Since we decided this exhibition would be called Screen Melancholy: Li Yi-Fan, we spoke at length about the many interpretations this sequence of words might evoke. Although the title was first conceived in Portuguese, we already knew that, once translated into English and Mandarin, its poetics would open space for new nuances. But which screens, after all, are we referring to? The immediate answer seems obvious: the very surface through which I write these words and through which audiences – across different formats, materials, and brands – will encounter part of Li Yi-Fan’s work. Yet these black-mirrored devices carry a long history that exceeds their current ubiquity: their genealogy extends from television to dark cinema theatres, through photography, and back to painting and Leon Battista Alberti’s famous 1450 metaphor of “painting as a window.”
The term “window” is hardly accidental; Microsoft launched the first version of Windows forty years ago. Like passengers inside a car or train who watch moving landscapes unfold, today we peer into compact windows that offer fragments of everything. From this excess, this eternal listing of possibilities, ideas, intersections, discoveries, and doubts, emerges the melancholia we name here. Vita brevis, ars longa: life is short, knowledge is long – especially in a historical moment when artificial intelligences surround us and remind us of this constantly. Screen Melancholy: Li Yi-Fan marks an essential new step in Li Yi-Fan’s practice, even as it preserves the anxiety trigger that has accompanied more than a decade of production. The exhibition’s central video, shown on a LED panel, has all its actions staged inside a simulation of the Palazzo delle Prigioni in Venice. It is an unprecedented site-specific gesture in the artist’s trajectory. This building, once part of a prison linked to the Doge’s Palace and completed in 1614, holds layers of memory. The enclosed bridge connecting the two structures – the Bridge of Sighs, built that same year – was named for those who glimpsed their last view of Venice before entering cells that might consume the rest of their lives. To stage an exhibition in this Palazzo is to remain open to its energetic and narrative charge. If the artist’s work often displays something theatrical – through his interest in maquettes, puppets, and rendered stage-like compositions – here, in this location, that is taken to another intensity, producing moments of metatheater and mise-en-abyme.
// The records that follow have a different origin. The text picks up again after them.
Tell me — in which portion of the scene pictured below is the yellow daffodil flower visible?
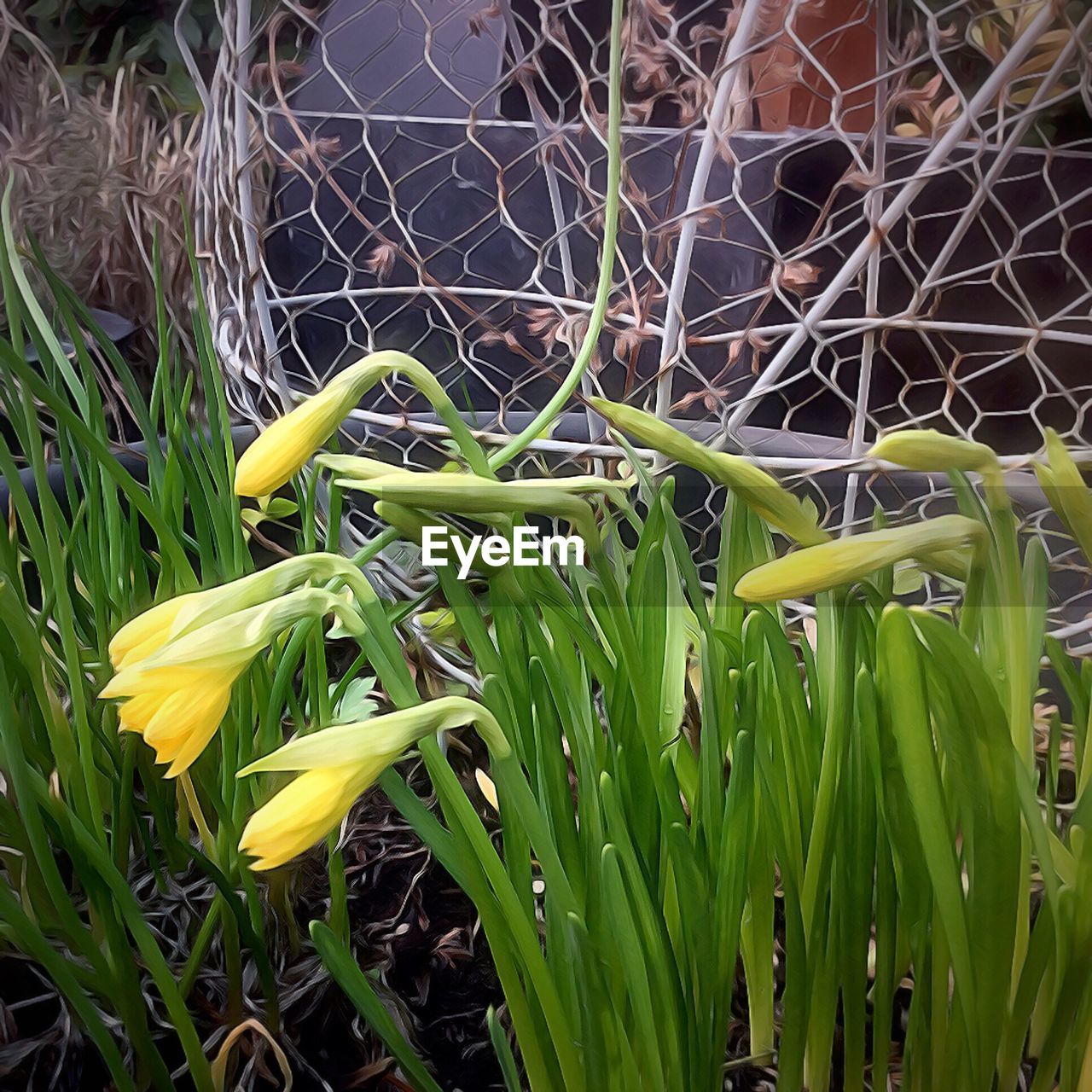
[109,554,370,670]
[99,589,360,777]
[235,351,469,497]
[239,698,510,870]
[735,515,986,603]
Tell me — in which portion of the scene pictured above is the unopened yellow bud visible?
[108,554,370,668]
[869,428,1000,474]
[589,398,830,546]
[239,698,511,870]
[235,351,469,497]
[735,515,986,603]
[338,473,625,543]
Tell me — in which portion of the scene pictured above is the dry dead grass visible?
[0,15,198,349]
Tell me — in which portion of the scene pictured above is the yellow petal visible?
[239,767,378,871]
[235,385,358,497]
[108,595,190,667]
[235,350,450,497]
[144,686,231,777]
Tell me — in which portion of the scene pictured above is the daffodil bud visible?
[589,398,830,546]
[108,554,374,668]
[735,515,986,603]
[338,473,619,543]
[869,428,1000,474]
[239,698,511,870]
[1035,428,1092,558]
[99,588,363,777]
[235,351,468,497]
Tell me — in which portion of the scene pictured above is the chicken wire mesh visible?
[179,0,1092,642]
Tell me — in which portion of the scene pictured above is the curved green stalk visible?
[489,0,623,469]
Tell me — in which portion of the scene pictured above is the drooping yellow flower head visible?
[239,698,510,870]
[108,593,186,667]
[589,398,830,546]
[735,515,986,603]
[109,554,370,670]
[235,351,450,497]
[99,589,360,777]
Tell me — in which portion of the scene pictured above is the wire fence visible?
[180,0,1092,642]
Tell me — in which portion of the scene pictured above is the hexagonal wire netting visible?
[179,0,1092,645]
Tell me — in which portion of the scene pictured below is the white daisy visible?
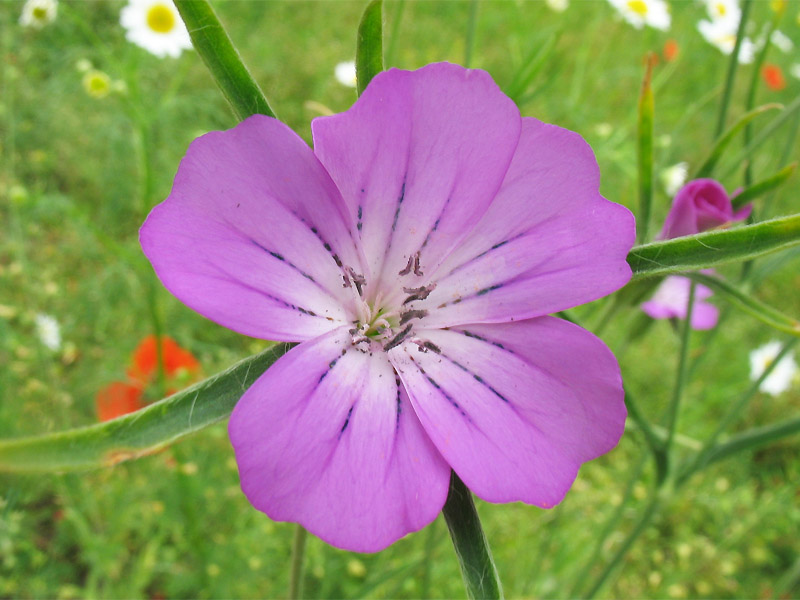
[769,29,794,54]
[608,0,671,31]
[697,21,756,65]
[660,162,689,197]
[703,0,742,28]
[19,0,58,29]
[119,0,192,58]
[34,313,61,352]
[750,341,797,396]
[333,60,356,87]
[545,0,569,12]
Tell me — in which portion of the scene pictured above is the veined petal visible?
[228,328,450,552]
[411,117,635,327]
[311,63,520,300]
[140,115,360,341]
[389,317,626,508]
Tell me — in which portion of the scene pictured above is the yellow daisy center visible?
[147,4,175,33]
[628,0,647,17]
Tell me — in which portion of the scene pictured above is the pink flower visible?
[658,179,753,240]
[642,275,719,329]
[140,63,634,552]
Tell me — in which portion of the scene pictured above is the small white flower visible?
[119,0,192,58]
[660,162,689,197]
[769,29,794,54]
[545,0,569,12]
[35,313,61,352]
[608,0,671,31]
[19,0,58,29]
[750,341,797,396]
[333,60,357,87]
[703,0,742,29]
[697,21,756,65]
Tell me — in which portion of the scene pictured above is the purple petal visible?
[311,63,520,298]
[641,275,719,330]
[228,328,450,552]
[389,317,626,508]
[413,118,635,327]
[140,115,359,341]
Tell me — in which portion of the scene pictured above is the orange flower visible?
[761,64,786,92]
[661,39,681,62]
[128,335,200,385]
[96,381,144,421]
[96,335,200,421]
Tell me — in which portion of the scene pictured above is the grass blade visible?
[731,162,798,209]
[0,344,291,472]
[692,103,783,179]
[356,0,383,96]
[636,52,656,242]
[688,273,800,337]
[175,0,275,120]
[628,214,800,281]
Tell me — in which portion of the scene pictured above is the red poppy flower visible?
[96,381,144,421]
[661,39,681,62]
[761,64,786,92]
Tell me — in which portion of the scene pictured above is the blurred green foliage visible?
[0,0,800,599]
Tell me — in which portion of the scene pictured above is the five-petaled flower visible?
[140,63,634,552]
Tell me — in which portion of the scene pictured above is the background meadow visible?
[0,0,800,599]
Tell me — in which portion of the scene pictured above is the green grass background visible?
[0,0,800,599]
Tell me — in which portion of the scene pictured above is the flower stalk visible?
[442,472,503,599]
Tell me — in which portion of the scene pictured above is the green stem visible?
[289,524,308,600]
[583,491,660,599]
[442,472,503,599]
[659,282,697,474]
[464,0,478,68]
[175,0,275,120]
[714,0,752,138]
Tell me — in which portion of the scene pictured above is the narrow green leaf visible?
[636,52,656,242]
[731,162,798,209]
[692,103,783,179]
[442,472,503,600]
[628,214,800,281]
[706,417,800,464]
[688,273,800,337]
[723,96,800,178]
[505,31,561,102]
[175,0,275,120]
[356,0,383,96]
[714,0,753,136]
[0,344,291,472]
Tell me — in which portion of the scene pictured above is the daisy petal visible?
[229,328,450,552]
[311,63,520,294]
[412,118,635,327]
[140,115,360,341]
[390,317,626,508]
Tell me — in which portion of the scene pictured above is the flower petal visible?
[311,63,520,296]
[229,328,450,552]
[389,317,626,508]
[140,115,360,341]
[411,118,635,327]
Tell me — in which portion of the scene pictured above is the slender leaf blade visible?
[0,344,291,472]
[628,214,800,281]
[356,0,383,96]
[175,0,275,120]
[636,52,656,242]
[689,273,800,337]
[731,162,798,209]
[692,103,783,179]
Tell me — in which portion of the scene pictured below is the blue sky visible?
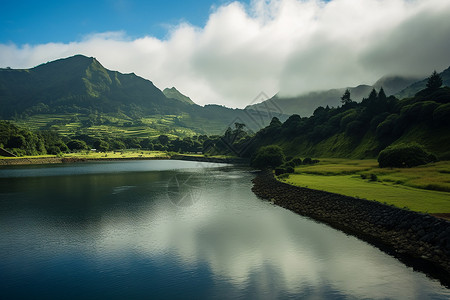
[0,0,450,107]
[0,0,245,45]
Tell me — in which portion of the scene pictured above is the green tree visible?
[341,89,352,105]
[427,70,442,91]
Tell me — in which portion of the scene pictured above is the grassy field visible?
[63,150,170,159]
[280,159,450,213]
[13,113,229,138]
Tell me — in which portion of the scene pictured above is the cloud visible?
[0,0,450,107]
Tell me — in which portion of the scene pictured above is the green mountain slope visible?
[234,87,450,160]
[395,67,450,99]
[0,55,286,138]
[248,76,434,117]
[163,87,195,104]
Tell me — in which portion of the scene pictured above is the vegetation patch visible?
[278,158,450,213]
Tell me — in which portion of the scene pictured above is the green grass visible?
[63,150,169,159]
[280,159,450,213]
[12,113,223,138]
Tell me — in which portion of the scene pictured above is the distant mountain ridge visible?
[395,67,450,99]
[247,68,450,117]
[163,87,195,104]
[0,55,287,137]
[0,55,181,118]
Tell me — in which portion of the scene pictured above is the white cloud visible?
[0,0,450,107]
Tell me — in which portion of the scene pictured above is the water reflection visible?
[0,166,450,299]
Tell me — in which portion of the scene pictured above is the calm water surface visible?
[0,161,450,299]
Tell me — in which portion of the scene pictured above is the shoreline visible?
[252,171,450,288]
[0,155,247,167]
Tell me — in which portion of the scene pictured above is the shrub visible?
[251,145,285,169]
[378,144,437,168]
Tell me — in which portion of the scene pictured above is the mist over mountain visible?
[247,69,450,117]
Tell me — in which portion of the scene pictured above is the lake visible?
[0,160,450,299]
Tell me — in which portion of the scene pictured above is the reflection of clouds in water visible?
[0,170,448,299]
[91,186,442,299]
[112,185,136,195]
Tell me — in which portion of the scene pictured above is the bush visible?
[378,144,437,168]
[251,145,285,169]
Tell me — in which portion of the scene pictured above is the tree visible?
[378,87,387,101]
[427,70,442,91]
[341,89,352,105]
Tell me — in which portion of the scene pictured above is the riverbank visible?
[252,171,450,287]
[0,155,247,166]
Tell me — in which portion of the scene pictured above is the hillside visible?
[0,55,286,138]
[248,72,445,117]
[227,87,450,160]
[163,87,195,104]
[395,67,450,99]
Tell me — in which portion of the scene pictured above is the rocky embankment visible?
[252,171,450,287]
[170,155,248,164]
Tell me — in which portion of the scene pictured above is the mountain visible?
[234,87,450,160]
[163,87,195,104]
[0,55,287,138]
[395,67,450,99]
[247,76,438,117]
[0,55,183,118]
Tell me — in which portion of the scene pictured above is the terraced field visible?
[13,113,223,138]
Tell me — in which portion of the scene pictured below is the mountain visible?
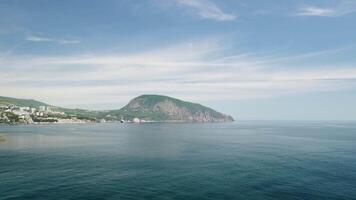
[0,95,233,122]
[108,95,233,122]
[0,96,48,108]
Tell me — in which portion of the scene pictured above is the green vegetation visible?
[0,95,233,122]
[0,96,47,108]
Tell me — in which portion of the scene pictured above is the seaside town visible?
[0,104,148,124]
[0,104,89,124]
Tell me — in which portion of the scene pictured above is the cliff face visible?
[115,95,233,122]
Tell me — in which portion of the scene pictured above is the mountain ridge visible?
[0,94,234,122]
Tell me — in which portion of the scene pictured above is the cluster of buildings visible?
[0,105,65,124]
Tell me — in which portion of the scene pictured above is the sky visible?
[0,0,356,120]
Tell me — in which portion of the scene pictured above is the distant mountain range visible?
[0,95,233,122]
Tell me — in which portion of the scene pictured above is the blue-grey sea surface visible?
[0,121,356,200]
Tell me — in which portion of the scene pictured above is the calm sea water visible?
[0,122,356,200]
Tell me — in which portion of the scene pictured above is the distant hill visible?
[0,95,233,122]
[108,95,233,122]
[0,96,48,108]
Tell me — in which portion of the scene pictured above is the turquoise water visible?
[0,121,356,200]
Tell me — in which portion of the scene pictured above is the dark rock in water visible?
[110,95,233,122]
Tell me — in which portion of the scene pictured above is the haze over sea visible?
[0,121,356,200]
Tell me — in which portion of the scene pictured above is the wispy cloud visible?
[26,35,80,44]
[176,0,237,21]
[297,0,356,17]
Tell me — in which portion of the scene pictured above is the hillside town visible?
[0,104,90,124]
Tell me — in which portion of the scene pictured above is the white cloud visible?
[297,0,356,17]
[298,7,336,16]
[0,40,356,107]
[26,35,80,44]
[176,0,237,21]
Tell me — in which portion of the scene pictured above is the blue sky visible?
[0,0,356,120]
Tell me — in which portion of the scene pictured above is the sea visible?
[0,121,356,200]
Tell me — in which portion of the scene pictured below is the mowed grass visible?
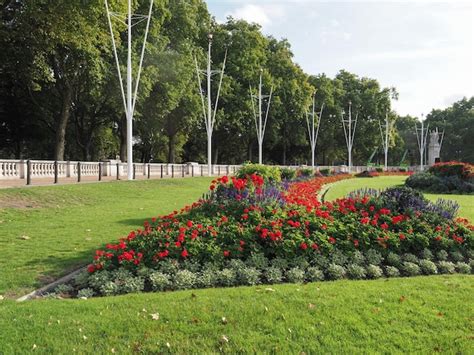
[0,178,211,298]
[324,176,474,222]
[0,275,474,354]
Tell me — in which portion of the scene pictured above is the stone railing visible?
[0,160,416,184]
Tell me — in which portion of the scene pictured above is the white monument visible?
[428,128,444,165]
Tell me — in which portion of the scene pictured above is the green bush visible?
[347,264,366,280]
[366,265,383,279]
[455,262,471,274]
[401,261,421,276]
[263,266,283,284]
[236,164,281,183]
[280,168,296,180]
[419,259,438,275]
[365,249,383,265]
[436,250,449,261]
[286,267,304,283]
[306,266,324,282]
[438,261,456,274]
[385,266,400,277]
[297,168,314,177]
[218,269,237,286]
[77,288,95,298]
[148,271,171,291]
[326,264,346,280]
[319,168,332,176]
[385,252,402,267]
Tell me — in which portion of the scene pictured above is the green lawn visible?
[325,176,474,222]
[0,177,474,354]
[0,275,474,354]
[0,178,210,296]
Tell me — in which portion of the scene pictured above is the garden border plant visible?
[49,170,474,297]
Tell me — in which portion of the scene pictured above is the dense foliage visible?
[58,174,474,297]
[0,0,474,165]
[405,162,474,194]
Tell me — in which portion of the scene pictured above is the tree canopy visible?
[0,0,474,165]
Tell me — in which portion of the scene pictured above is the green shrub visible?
[366,264,383,279]
[270,257,289,270]
[351,250,365,265]
[468,259,474,274]
[237,267,260,285]
[385,252,402,267]
[419,259,438,275]
[306,266,324,282]
[297,168,314,177]
[365,249,383,265]
[326,264,346,280]
[436,250,448,261]
[402,253,418,264]
[286,267,304,283]
[455,262,471,274]
[280,168,296,180]
[99,281,119,296]
[347,264,366,280]
[449,251,464,262]
[236,164,281,183]
[54,284,74,295]
[401,261,421,276]
[319,168,332,176]
[246,253,268,270]
[218,269,237,286]
[72,271,89,288]
[196,268,219,288]
[263,266,283,284]
[385,266,400,277]
[438,261,456,274]
[77,288,95,298]
[148,271,172,291]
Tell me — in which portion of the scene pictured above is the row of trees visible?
[0,0,474,164]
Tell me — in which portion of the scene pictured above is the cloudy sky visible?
[207,0,474,116]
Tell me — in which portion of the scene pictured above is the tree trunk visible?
[54,87,72,160]
[168,134,176,164]
[120,117,127,162]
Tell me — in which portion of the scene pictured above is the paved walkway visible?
[0,174,203,189]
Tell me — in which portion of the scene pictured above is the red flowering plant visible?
[81,170,474,294]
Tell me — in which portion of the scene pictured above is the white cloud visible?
[227,4,285,27]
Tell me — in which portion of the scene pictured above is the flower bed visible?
[405,162,474,194]
[60,174,474,297]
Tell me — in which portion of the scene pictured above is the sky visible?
[207,0,474,117]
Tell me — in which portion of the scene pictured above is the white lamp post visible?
[378,113,393,170]
[306,91,324,169]
[415,114,430,171]
[250,69,273,164]
[194,33,227,176]
[105,0,153,180]
[341,101,359,172]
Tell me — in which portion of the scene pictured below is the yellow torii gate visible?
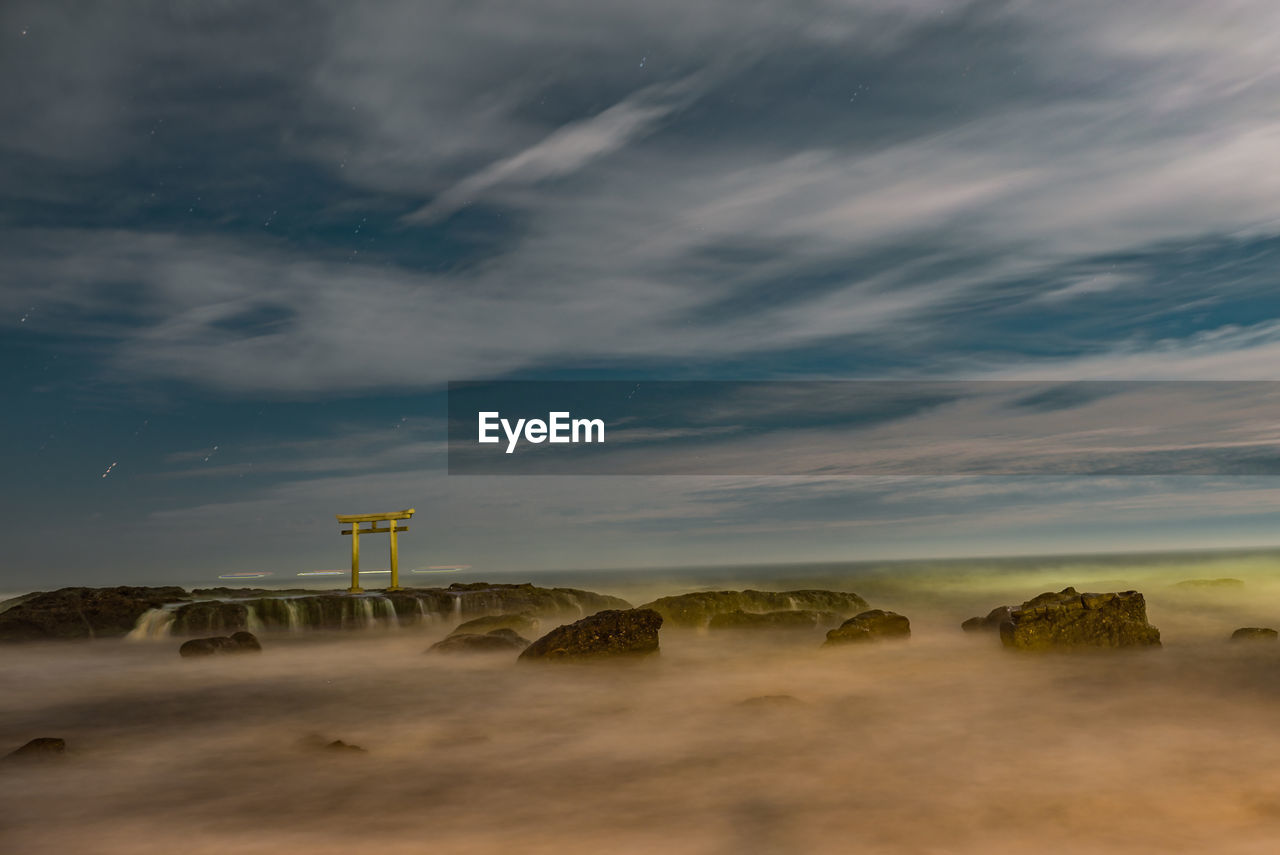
[337,508,413,594]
Between existentialism and the absurd, the words spoken by the puppet-characters in this narrative move from micro-histories to macro-narratives and constantly play with the limits of the narrator's autonomy. Video can be seen as a type of magic – and, trick after trick, our attention remains held for dozens of minutes. From lectures about computer animation, we hear discussions of differences between “high” and “low” culture images and learn about normal mapping and methods for simulating textures on digital surfaces.
Our eyes and neural synapses become pinballs inside this visual and conceptual arcade. Unsure of where we are being led, we follow the puppets whose rhetoric resembles that of a very peculiar classroom. Soon we realize that the exhibition space also hosts large 3D-printed sculptures – hands, feet, a head, part of a leg, arms – echoing the bodies of the digital performers. These outscaled fragments introduce a theatrical, fantastical dismemberment rooted in computer-generated imagery. Discovering that we may sit on these objects, we do so instinctively. The human body sits upon an imitation of itself to watch a performance by digital puppets that also emulate its form; the boundaries between “real” and “virtual” dissolve. Viewers become performers for the next group to enter. Sitting in this former prison, phone in hand – either to record or to momentarily escape – we appear, if filmed from afar, trapped in a loop: our behaviors mirroring and mirrored by Li Yi-Fan’s poetics. Rather than offering solutions or moralizing responses to the post-fictions and digital narcissisms of the twenty-first century, the artist suggests that each of us contains something of the prisoner, the puppeteer, and the puppet. Let us embrace the melancholia of this condition and prepare for our existences to become as flattened as a screen. There’s no turning back.